A Comprehensive Guide To Common Machine-Learning Preprocessing Techniques | by Emmett Boudreau | Jul, 2022

By Jessie Hobb On Jul 21, 2022

An overview and story of various different preprocessing techniques, as well as where they apply in machine-learning

A very common misconception that new and aspiring Data Scientists often have when entering the domain is that most of Data Science revolves around artificial intelligence, machine-learning, and other popular and obscure buzzwords. While many of these buzzwords are certainly different aspects of Data Science, and we really do program machine-learning models, the majority of the job is typically devoted to other tasks. One aspect of Data Science that is unique in comparison to many other technical fields is that Data Science is a collection of different domains and subjects pulled into one field of work. Furthermore, Data Science can be more varied, some Data Scientists might do all of their work exclusively on data-pipelines, and others might work exclusively on neural networks. Some Data Scientists are even hyper-focused on visualizations, dashboards, and statistical tests — for business, medicine, biology, and other domains.

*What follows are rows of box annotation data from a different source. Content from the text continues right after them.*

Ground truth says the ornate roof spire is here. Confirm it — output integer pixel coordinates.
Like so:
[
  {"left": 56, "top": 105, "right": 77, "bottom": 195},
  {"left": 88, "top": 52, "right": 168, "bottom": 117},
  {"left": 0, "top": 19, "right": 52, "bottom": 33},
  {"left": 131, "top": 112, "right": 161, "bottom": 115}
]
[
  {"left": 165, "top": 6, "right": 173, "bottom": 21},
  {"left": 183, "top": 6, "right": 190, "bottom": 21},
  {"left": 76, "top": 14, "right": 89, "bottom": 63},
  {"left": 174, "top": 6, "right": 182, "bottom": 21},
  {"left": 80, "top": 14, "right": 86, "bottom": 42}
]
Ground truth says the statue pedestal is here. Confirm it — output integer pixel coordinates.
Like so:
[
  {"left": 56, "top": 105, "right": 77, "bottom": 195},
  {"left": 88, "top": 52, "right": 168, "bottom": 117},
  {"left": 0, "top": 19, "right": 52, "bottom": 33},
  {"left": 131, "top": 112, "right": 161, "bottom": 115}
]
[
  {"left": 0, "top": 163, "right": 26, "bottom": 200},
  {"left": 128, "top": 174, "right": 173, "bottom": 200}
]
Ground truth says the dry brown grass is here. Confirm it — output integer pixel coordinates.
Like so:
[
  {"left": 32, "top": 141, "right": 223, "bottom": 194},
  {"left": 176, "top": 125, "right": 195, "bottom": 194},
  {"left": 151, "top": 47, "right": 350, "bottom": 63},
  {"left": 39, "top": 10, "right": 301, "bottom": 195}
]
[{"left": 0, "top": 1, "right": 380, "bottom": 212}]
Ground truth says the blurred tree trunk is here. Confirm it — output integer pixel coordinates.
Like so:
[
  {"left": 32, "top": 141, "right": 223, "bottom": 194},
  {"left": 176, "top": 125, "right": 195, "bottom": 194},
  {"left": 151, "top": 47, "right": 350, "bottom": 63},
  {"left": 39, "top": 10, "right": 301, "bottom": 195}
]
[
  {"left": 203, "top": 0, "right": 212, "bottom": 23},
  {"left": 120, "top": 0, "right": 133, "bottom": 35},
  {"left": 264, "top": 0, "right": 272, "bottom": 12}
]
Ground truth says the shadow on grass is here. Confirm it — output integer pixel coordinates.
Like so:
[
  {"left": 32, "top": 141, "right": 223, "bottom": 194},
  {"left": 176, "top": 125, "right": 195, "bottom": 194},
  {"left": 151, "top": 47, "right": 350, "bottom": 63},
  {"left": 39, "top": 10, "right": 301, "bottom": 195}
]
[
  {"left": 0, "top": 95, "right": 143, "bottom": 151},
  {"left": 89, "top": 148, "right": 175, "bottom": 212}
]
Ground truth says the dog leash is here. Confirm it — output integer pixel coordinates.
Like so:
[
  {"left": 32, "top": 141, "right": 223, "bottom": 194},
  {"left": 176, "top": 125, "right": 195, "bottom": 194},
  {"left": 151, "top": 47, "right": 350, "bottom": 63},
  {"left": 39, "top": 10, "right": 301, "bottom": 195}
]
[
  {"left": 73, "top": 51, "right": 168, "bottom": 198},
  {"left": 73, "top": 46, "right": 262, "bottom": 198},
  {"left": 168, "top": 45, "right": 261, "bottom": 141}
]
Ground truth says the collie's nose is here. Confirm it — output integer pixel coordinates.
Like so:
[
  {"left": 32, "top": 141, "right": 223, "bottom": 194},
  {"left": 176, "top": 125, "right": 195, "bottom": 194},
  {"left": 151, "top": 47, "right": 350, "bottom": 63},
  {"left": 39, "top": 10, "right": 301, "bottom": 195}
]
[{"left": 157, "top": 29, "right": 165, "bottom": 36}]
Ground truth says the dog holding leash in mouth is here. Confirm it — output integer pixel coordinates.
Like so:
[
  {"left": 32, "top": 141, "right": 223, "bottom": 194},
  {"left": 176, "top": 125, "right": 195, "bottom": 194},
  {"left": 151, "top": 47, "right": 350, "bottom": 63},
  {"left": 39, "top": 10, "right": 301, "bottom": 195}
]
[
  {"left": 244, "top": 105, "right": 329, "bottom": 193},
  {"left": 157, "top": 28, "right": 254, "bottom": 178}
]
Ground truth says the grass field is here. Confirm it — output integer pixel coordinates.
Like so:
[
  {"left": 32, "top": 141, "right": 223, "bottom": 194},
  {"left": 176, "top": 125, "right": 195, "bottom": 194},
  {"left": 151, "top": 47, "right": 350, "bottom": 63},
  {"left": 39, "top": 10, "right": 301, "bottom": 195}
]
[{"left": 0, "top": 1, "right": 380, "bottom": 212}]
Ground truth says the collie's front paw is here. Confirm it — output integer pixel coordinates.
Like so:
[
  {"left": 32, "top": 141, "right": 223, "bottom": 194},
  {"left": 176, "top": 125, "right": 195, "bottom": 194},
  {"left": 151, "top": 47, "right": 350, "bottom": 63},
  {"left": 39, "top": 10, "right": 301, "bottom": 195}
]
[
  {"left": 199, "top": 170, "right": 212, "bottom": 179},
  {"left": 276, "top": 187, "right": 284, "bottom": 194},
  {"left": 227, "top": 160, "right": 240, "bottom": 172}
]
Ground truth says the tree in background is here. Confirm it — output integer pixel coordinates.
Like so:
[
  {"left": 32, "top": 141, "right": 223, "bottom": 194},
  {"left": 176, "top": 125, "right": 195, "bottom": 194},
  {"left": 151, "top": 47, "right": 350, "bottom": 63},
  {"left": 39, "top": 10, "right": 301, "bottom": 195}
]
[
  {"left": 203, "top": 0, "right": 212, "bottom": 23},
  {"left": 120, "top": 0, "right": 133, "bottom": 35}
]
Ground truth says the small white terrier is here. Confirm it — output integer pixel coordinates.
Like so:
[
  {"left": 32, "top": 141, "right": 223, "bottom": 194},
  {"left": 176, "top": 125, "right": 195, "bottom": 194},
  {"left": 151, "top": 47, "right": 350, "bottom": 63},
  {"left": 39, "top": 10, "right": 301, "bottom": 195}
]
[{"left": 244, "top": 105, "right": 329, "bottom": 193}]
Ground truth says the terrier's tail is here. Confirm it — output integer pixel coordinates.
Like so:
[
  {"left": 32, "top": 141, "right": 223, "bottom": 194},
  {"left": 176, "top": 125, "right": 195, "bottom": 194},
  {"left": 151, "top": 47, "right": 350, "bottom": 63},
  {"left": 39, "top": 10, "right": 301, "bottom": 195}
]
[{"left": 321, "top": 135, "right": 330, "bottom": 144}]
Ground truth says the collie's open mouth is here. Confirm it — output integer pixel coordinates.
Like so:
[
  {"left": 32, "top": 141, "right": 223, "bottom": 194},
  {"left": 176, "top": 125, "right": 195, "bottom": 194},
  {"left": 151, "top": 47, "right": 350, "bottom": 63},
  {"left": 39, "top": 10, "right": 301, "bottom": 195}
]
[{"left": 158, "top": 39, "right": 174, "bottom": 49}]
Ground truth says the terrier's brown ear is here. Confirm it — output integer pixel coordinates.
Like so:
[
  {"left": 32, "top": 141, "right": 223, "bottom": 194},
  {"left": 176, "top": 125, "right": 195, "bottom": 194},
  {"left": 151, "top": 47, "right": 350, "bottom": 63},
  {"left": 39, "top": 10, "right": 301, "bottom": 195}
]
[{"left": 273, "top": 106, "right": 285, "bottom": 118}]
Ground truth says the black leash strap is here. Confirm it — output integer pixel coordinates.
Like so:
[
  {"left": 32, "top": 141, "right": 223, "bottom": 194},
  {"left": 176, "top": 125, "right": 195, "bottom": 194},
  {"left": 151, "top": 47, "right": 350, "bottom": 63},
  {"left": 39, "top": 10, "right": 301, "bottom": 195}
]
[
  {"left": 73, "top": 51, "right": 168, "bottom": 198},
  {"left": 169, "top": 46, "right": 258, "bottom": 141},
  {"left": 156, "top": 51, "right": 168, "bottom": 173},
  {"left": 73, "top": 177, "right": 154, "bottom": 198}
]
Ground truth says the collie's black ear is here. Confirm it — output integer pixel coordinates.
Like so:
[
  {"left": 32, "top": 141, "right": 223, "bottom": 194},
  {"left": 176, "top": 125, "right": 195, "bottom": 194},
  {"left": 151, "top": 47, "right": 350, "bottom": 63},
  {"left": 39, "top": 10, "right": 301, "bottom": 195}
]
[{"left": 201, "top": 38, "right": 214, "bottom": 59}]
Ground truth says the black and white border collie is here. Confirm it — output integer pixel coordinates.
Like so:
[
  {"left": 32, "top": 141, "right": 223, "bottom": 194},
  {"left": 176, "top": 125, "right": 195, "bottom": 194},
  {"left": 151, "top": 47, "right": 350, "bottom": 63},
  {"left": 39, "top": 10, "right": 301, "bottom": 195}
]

While it might not be common to only do one thing as a Data Scientist, there is one universal thing that all Data Scientists do;

work with data.

Working with data usually involves several key steps, including data wrangling, cleaning, formatting, exploration, and preprocessing. When it comes to getting started with data, and creating some sort of analysis of data, it is typical to wrangle, clean, format, and explore that data. However, preprocessing is a bit more of an interesting case, as preprocessing methods take our data techniques into an entirely new direction. Whereas with the other operations, cleaning, formatting, exploring, we are trying to interpret the data as humans, in the case of preprocessing we have interpreted the data as humans and are now trying to make the data more interpretable for a statistical algorithm. That being said, the amount of preprocessing, along with its effectiveness, can have a serious impact on the performance of a machine-learning model. Given this importance, today we will go through the most popular preprocessing techniques, explain how they work and what they do, and then we will be writing some of them ourselves in order to better demonstrate how they work.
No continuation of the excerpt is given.